I guess I'm overcomplicating this - the script uses batches of 500 so I just need to count the batches -> we have processed 12K tasks or so. That's even better, 70% done.

Come to think of it, the script with the --all option is a bit broken, as it will happily re-process the tasks it has just generated. That shouldn't be an issue now, though.

I guess I'm overcomplicating this - the script uses batches of 500 so I just need to count the batches -> we have processed 12K tasks or so. That's even better, 70% done.

...except of course there are more than 17K database rows, that's the very problem this task is trying to solve.

Anyway, arwiki is finished now. Processed about 22K rows. replaced 10715, discarded 3419 is the script's report, although grafana shows a 6K drop - I guess that's just the search index pipeline taking a few hours? Anyway, the wiki is done now and still has 11K tasks left, so it worked out fine, and there is no reason to think other wikis would perform worse (more recently added wikis should have less of their tasks affected).

This menas a speed of 2K tasks per hour, for our 11 Add Link wikis with ~20K tasks each that's an estimated 110 hour (about five days). More than I expected but not tragic.

Took a lot less than that (finished some time this morning) because only the pilot wikis had outdated tasks.

arwiki: 11K tasks regenerated, 4K tasks discarded; bnwiki: 11K/3K; cswiki: 9K/1K; viwiki: 10K / 1K. Zero for all other wikis.

In terms of unblocking pages with dangling database entries from becoming tasks and increasing the amount of tasks, which was one of the two goals for running the script: arwiki is up from 17K to 20K, bnwiki from 11K to 13K, cswiki from 17K to 19K, viwiki from 14K to 17K. So that went well (though not sure if having the lower counts ever had any kind of user impact).

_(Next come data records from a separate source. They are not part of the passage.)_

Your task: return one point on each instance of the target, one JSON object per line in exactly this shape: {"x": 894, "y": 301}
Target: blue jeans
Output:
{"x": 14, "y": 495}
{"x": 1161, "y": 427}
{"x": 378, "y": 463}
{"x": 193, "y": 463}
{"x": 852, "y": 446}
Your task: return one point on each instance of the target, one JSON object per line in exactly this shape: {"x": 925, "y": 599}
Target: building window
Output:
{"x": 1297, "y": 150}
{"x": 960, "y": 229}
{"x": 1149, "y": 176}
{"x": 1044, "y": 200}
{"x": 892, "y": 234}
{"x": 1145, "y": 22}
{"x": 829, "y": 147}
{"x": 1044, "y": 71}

All wikis showed the same pattern of the task counts dipping for 4-5 hours then increasing, so I guess that's the real-world latency of the search pipeline. bnwiki, which is the smallest, was at 6K tasks at its negative peak, which seems still decent (still dozens of tasks per topic on average). So it seems fine to run this unsupervised in the future if we need to refresh the recommendations again.

Re-checked for general regression on wmf.20 - looks good; the tasks mentioned in the comment are Resolved - resolving this one as well.